Rechts und links Politisch und religiös motivierte Morde sind stets Verbrechen – egal von welcher Seite sie verübt werden

Der gute Wille und die bösen Menschen

Ein Dauerleserbriefschreiber nutzte letzte Woche die Gelegenheit eines Mordes mit politischem Motiv, um einen Moralappell („Deutschland braucht den guten Willen“) via Zeitung zu verbreiten. Ob dieser gute Wille nur wirken kann, wenn man dabei als Kontrast den Dämon, den bösen Menschen beschwört, ist aber eher zweifelhaft. Warum dieser wiederholte Kotau vor dem linkspopulistischen Zeitgeist? Warum diese devote Übernahme von Meinungs- und Haltungsvorgaben des aktuellen Meinungsstroms? Selbst die Grünen wollen laut ihrem Häuptling Habeck inzwischen nichts mehr vom alten Lagerdenken Rechts-Links wissen.

Wie gewohnt sind immer und allein die „bösen Rechten“ an allem schuld, an der vermeintlichen Klimakatastrophe ebenso wie an der Tat eines politischen Wirrkopfs, der wohl aus irrationaler Wut gehandelt hat. Und wahrscheinlich sind diese Bösewichte auch fürs Bienensterben, den Brexit und die Bevölkerungsexplosion in Afrika verantwortlich. Der Feind steht immer rechts und dem „Kampf gegen Rechts“, dem wichtigsten Solidarisierungsmittel des linksgrünen Spektrums, wird ausgiebig und bis zur Grenze der Lächerlichkeit gehuldigt. Gewaltbereite sogenannte Antifaschisten gibt es hingegen gar nicht und gegen den Hamburger G20-Gipfel 2017 zog die „Antifa“ ja nur mit Gewalt gegen Autos, Häuser und Polizisten. Auf eine moralisierende Würdigung dieser Exzesse durch eifrige Volkspädagogen wartet das Publikum bis heute.

Ebenso fallen historische Exkurse stets selektiv und ohne Kontext aus. Bei Rückblicken solch einseitiger Art wären Figuren wie Stalin und Mao keine Massenmörder, sondern Volkserzieher und fortschrittliche Politiker mit ein paar Millionen Toten als „Kollateralschäden“.

Der 90-jährige Habermas, angeblich Philosoph von Weltrang, von dem vermutlich die Mehrheit der Welt noch nie was gelesen hat, wird dann noch als Kronzeuge der hypermoralischen Weltsicht herbeizitiert. Dieser Protagonist klassischer Europalinker glaubt an rationale Verständigung, obwohl wir gerade hierzulande in der multikunterbunten Merkelwelt alles andere als diese haben. Bekanntlich ist ja Platon an allem schuld.

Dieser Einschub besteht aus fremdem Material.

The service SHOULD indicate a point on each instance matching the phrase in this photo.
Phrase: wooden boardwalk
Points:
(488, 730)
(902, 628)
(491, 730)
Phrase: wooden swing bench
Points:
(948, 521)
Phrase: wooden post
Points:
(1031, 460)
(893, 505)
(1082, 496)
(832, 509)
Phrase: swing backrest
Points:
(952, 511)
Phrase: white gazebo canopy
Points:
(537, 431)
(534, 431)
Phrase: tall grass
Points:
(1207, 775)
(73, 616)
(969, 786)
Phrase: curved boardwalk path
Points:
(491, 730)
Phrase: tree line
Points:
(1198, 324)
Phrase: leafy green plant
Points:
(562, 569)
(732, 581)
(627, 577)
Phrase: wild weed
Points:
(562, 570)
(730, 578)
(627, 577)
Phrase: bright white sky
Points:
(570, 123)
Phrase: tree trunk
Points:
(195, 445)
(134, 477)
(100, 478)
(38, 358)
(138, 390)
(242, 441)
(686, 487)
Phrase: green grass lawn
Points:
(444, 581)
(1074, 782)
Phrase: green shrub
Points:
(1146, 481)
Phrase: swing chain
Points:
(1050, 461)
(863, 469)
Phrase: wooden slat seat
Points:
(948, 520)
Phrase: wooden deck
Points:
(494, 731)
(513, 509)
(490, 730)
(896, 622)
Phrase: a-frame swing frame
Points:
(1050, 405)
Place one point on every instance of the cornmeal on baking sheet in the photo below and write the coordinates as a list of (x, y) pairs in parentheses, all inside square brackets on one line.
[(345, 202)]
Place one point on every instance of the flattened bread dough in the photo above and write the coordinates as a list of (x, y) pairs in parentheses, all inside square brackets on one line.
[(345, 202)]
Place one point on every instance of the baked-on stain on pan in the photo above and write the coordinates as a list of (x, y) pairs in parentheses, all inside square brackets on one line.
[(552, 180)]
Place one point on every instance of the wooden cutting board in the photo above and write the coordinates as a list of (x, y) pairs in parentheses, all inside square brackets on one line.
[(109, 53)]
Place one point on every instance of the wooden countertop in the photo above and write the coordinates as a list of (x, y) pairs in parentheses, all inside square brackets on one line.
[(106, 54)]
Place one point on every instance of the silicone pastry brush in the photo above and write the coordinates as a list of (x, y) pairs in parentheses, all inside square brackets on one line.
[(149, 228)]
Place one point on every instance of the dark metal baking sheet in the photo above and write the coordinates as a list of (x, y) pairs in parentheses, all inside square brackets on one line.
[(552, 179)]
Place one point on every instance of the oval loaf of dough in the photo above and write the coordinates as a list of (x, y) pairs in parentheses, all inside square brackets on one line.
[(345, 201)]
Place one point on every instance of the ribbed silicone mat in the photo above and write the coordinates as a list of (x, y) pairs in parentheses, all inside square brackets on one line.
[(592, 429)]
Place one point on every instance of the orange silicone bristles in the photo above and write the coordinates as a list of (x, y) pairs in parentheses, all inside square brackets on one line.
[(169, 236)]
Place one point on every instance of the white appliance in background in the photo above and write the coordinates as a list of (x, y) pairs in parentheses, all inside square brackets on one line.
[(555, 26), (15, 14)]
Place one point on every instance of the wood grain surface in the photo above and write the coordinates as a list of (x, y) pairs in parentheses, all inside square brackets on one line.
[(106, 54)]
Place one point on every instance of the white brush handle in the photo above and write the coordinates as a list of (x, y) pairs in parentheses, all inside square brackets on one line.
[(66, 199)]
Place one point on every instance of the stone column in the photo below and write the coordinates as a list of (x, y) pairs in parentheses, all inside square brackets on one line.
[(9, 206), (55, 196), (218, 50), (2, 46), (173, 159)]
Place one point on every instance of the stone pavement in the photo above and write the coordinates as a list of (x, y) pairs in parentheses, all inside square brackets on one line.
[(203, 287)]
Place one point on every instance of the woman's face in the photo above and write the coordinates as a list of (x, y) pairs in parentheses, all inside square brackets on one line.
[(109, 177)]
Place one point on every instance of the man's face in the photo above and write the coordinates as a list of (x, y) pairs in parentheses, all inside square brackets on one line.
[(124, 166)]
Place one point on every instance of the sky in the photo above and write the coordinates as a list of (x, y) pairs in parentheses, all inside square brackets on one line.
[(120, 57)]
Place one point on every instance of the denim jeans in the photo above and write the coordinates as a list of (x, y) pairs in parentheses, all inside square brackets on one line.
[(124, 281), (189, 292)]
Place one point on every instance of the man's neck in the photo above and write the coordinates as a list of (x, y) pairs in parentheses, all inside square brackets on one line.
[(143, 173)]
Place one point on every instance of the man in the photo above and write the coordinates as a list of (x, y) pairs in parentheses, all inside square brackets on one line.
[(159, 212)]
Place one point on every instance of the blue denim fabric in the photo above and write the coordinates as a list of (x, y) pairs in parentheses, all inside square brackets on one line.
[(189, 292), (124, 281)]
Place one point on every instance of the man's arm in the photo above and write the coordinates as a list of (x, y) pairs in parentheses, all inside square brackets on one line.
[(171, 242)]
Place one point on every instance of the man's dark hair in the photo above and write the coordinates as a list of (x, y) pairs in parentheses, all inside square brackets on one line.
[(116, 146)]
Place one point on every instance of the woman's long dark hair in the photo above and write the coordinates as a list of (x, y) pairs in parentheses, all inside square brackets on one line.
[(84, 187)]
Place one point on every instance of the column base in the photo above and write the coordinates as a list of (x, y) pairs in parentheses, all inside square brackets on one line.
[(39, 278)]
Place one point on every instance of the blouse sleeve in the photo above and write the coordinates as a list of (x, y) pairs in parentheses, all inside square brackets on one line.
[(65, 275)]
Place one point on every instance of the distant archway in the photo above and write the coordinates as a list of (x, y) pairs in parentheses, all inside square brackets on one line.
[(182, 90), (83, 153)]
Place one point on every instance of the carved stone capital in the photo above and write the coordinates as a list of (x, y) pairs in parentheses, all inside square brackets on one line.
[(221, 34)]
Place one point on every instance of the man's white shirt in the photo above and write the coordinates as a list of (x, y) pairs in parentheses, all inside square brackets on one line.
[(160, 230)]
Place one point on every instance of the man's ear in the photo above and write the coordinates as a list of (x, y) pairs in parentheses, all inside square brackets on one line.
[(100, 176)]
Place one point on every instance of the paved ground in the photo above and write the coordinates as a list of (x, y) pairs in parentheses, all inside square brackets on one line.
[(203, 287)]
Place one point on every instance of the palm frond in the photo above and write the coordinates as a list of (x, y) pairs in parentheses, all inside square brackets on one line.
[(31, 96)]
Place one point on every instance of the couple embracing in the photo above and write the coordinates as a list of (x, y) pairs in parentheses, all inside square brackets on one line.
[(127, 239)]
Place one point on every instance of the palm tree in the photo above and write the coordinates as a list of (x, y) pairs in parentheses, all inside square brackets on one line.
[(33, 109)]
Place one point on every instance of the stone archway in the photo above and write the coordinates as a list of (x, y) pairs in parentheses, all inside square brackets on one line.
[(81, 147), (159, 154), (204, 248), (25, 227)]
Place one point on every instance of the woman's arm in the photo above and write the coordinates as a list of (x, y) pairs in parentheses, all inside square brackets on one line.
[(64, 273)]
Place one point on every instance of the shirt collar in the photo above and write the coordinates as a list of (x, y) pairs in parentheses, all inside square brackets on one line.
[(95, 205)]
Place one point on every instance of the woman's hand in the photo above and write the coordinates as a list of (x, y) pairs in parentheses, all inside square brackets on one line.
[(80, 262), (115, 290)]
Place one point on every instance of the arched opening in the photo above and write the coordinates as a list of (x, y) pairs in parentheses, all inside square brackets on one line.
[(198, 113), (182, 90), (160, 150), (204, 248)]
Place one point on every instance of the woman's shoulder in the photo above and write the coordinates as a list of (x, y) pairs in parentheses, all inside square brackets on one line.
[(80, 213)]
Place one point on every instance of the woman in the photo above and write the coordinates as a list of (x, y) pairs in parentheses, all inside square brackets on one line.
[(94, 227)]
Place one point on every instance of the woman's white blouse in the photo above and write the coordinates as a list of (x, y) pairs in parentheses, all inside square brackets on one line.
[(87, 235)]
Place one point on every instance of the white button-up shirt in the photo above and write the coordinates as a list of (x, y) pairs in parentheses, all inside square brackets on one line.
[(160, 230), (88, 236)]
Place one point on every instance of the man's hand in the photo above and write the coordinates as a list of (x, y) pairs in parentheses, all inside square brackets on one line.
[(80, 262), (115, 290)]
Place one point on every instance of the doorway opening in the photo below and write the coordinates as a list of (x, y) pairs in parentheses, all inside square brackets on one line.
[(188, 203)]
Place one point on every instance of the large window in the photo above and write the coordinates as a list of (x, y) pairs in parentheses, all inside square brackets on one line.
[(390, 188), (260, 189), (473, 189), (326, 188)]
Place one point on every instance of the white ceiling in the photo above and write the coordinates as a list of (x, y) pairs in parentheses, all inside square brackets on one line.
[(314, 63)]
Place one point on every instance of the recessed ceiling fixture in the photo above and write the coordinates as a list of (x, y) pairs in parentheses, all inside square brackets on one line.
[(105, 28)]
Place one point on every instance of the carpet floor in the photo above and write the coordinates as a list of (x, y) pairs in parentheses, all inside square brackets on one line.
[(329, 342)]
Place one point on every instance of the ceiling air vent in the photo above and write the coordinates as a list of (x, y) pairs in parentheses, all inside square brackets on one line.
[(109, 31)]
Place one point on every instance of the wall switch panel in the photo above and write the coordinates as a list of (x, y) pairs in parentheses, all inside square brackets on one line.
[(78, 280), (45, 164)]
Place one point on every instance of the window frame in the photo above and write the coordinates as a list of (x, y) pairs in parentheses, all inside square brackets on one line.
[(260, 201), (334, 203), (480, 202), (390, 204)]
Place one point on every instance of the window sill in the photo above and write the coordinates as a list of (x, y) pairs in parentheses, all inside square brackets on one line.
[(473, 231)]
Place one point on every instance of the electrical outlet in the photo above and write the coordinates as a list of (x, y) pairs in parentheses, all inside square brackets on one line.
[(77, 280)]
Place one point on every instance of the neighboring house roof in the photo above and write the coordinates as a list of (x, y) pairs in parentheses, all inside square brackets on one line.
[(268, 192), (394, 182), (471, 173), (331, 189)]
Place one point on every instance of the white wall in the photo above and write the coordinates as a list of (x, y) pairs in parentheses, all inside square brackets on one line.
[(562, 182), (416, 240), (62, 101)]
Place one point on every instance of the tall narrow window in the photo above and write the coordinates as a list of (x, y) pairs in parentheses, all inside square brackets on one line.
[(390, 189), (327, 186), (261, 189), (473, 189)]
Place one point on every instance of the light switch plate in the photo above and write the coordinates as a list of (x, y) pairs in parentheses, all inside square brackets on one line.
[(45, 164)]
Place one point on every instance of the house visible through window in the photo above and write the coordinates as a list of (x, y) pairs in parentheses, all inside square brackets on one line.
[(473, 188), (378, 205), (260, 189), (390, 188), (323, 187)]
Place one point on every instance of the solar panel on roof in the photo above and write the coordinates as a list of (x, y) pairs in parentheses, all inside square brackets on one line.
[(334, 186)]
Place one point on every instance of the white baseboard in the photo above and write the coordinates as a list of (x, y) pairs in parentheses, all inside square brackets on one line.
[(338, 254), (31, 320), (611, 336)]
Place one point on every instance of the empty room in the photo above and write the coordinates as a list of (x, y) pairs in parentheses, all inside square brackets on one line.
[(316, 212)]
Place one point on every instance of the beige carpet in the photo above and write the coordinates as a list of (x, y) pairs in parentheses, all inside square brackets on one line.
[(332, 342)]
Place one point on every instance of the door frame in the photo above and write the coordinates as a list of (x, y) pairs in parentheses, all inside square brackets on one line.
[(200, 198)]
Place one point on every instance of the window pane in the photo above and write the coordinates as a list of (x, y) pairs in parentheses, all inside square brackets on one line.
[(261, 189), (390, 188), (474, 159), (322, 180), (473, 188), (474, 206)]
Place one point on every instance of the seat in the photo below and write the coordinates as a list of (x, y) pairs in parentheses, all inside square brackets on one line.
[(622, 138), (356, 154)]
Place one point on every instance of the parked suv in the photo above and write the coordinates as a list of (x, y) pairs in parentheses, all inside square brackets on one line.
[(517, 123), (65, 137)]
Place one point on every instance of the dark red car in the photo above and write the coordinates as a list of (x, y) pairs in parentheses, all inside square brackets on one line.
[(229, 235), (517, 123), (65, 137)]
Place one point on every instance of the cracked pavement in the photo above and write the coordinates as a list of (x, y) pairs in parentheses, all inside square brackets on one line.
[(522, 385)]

Aber eine Pflichtethik, die Politik und Kirchen heutzutage feierlich und mit wachsender Be-geisterung zelebrieren, ohne an ihre Konsequenzen zu denken, kannte er noch nicht. Bei der aktuellen Produktion von „Haltung“ genügt der Traum vom künftigen menschgemachten Paradies auf Erden. Die Guten und die Bösen stehen dann eh fest. Der Rest ist Malen nach Zahlen.

Politisch oder religiös motivierte Morde sind stets Verbrechen und pervertieren das Motiv, egal von welcher Seite sie begangen werden. Meinungen dazu bleiben Meinungen und nicht Wahrheit. Ob bei der im Hintergrund des Mordes an Lübcke mitschwingenden Migrationsthematik die einen oder die anderen richtig liegen, werden wir erst in ein paar Jahren wissen. Dann aber ist es für Korrekturen zu spät. Fakten sind entweder richtig oder falsch, aber sie lassen sich verschieden interpretieren. Wer seine Art der Weltsicht missionarisch als einzig gültige Wahrheit verkündet, ist weder tolerant noch vielfältig, sondern einseitig und einfältig. Es gibt nur noch zwei Seiten, die Hüter der gerade angesagten Moral und das absolut Böse auf der Gegenseite. Das aber ist lügen für die Wahrheit, genau wie in George Orwells Roman „1984“.